Netanyahu’s words of praise were among many spouted by officials and members of the public in Israel. The shootings have been under the pretext of protecting Israel’s supposed borders, but since its creation on Palestinian land in 1948, Israel has never identified its borders; it is unique among UN member states in that it has never declared its borders, giving the game away that Israel is an expansionist, colonial state. Nevertheless, the so-called Green Line — or the Armistice Line — which is the demarcation line set out in the 1949 Armistice Agreement that ended the war between Israel and the Arab states of Egypt, Jordan, Syria and Lebanon, has become the de facto border for the occupation state.
The Armistice Agreements did not dictate that the demarcation line was to be a permanent border, though; it was intended to serve as a temporary border line until a permanent agreement could be reached. The Armistice Agreement with Egypt stated quite categorically that “the Armistice Demarcation Line is not to be construed in any sense as a political or territorial boundary.” That the Armistice Line does not give or deprive defence forces of any right to the disputed land was set out by renowned Palestinian researcher Dr Salman Abu Sitta in an article published in October 2010.
According to article VI of the Israeli-Egyptian Armistice Agreement, the Armistice Line is “a line from the coast at the mouth of the Wadi Hasi in an easterly direction through Deir Suneid and across the Gaza-Al Majdal Highway to a point 3 kilometres east of the Highway, then in a southerly direction parallel to the Gaza-Al Madjal [Majdal] Highway, and continuing thus to the Egyptian frontier.”

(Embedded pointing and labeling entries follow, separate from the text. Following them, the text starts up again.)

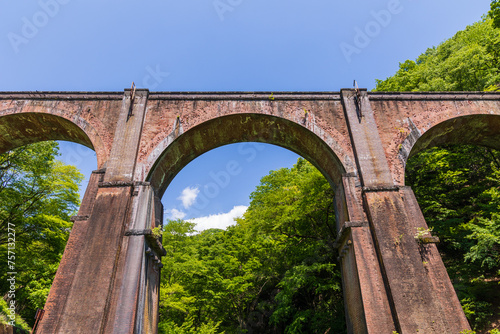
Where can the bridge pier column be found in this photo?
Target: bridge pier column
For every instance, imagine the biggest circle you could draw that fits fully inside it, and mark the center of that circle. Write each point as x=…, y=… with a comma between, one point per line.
x=112, y=255
x=417, y=287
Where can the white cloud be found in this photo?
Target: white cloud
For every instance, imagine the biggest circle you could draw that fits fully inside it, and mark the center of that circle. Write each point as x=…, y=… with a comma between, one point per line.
x=176, y=214
x=221, y=220
x=188, y=196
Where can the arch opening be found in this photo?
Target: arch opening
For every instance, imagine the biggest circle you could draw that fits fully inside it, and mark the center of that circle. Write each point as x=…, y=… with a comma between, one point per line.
x=240, y=257
x=454, y=171
x=245, y=128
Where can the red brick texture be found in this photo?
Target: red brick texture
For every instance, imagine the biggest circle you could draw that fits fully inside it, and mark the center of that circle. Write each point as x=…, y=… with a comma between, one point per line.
x=108, y=279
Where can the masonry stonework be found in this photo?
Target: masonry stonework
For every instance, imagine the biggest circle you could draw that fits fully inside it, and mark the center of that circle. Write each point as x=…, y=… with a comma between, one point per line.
x=108, y=279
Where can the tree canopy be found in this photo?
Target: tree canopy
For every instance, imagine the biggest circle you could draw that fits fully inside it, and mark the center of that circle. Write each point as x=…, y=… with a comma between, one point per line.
x=38, y=195
x=275, y=271
x=458, y=187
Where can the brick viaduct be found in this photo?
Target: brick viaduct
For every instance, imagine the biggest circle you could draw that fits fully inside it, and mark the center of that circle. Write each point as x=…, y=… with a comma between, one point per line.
x=108, y=279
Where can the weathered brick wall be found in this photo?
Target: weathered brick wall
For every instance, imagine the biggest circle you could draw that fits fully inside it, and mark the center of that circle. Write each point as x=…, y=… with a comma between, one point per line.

Of course, this was not merely a mutual Israeli-Egyptian agreement; it was international because it was based on the terms of a UN Security Council resolution. Article VI of the Armistice agreement literally reads: “Armistice Demarcation Line shall be as delineated in paragraph 2.B (i) of the Memorandum of 13 November 1948 on the implementation of the Security Council resolution of 4 November 1948.”

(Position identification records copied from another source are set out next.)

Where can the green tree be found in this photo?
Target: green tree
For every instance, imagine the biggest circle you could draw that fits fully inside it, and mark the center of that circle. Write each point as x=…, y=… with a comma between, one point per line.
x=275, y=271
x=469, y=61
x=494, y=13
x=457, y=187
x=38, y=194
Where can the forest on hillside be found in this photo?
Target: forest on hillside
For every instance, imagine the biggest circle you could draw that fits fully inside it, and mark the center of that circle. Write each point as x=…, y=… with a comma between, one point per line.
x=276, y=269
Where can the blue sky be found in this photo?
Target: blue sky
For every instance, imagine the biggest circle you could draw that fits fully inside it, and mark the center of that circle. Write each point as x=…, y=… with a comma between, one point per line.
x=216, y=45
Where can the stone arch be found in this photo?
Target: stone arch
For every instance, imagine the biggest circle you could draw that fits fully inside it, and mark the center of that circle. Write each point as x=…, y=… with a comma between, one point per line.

Hence, even if we agree that the snipers are protecting Israel’s border, they must have been stationed more than three kilometres and at some points five kilometres back from the fence that they actually claim as the border. Abu Sitta revealed in his article a secret deal signed between the Israeli occupation authorities and the Egyptians on 22 February, 1950 that changed the Armistice Line, but this is still illegal because it was a violation of the UN Security resolutions related to stopping the war between Israel and the Arab states.

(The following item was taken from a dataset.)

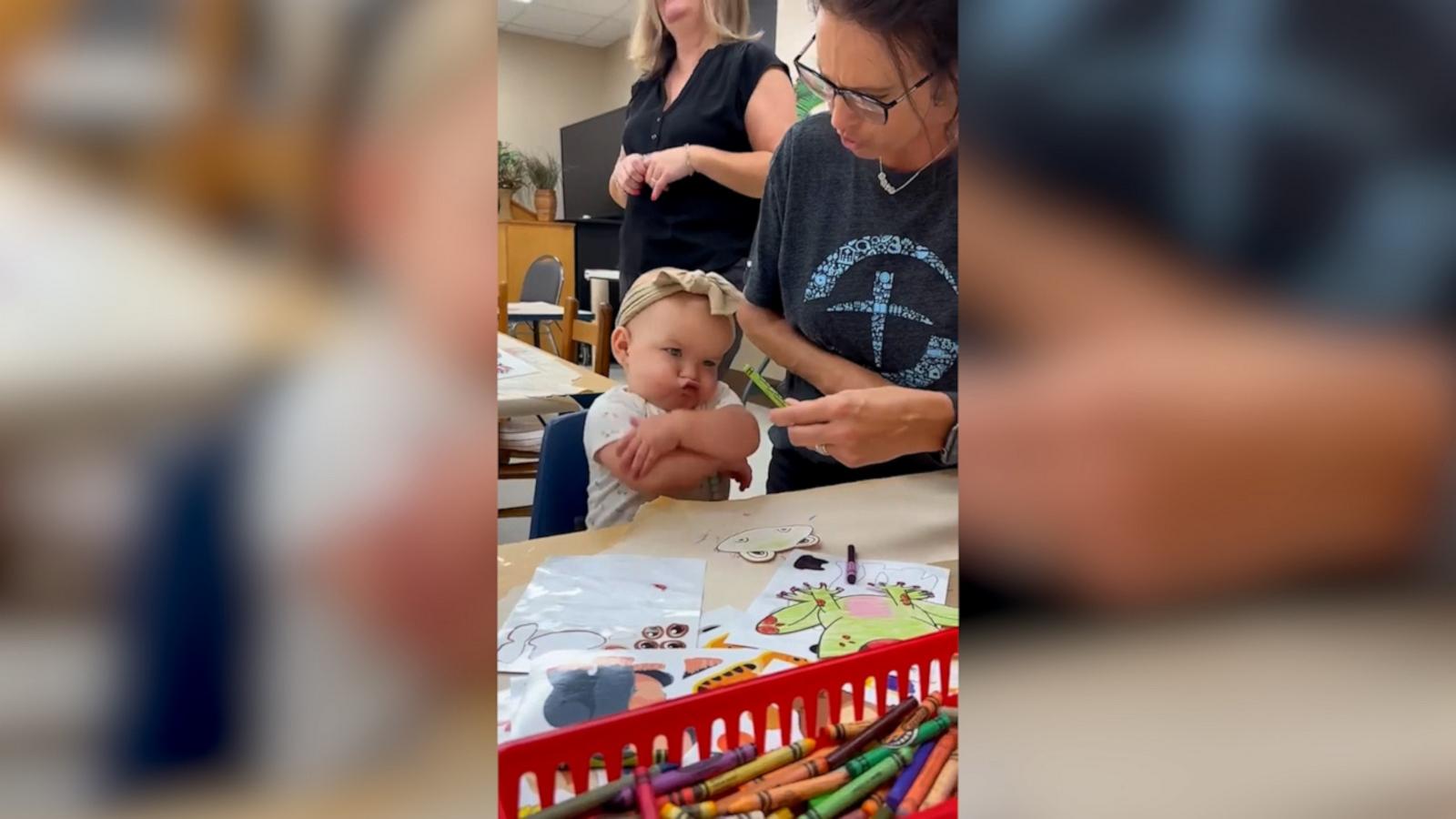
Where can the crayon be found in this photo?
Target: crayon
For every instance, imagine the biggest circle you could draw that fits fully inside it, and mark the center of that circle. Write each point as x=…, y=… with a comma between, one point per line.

In addition, if we assume that the existing fence is the real border, the Israelis, according to UN Resolution 194, are not entitled to prevent the Palestinian protesters to get close to the border — where they would in any case still be within Gaza — and even cross it because this resolution, which has been reaffirmed by several subsequent Security Council resolutions, stipulates that “refugees wishing to return to their homes and live at peace with their neighbours should be permitted to do so at the earliest practicable date.” International law gives the Palestinian refugees the right to return to their homes regardless of borders, fences or whatever.
As such, if the Palestinians are not violating any article of any international laws, while the Israelis are, when will the world wake up and stop Israel’s brutal violations and help the Palestinians achieve their freedom? Those snipers who are shooting unarmed Palestinian civilians are not protecting their border; they are challenging international law. They should be stopped.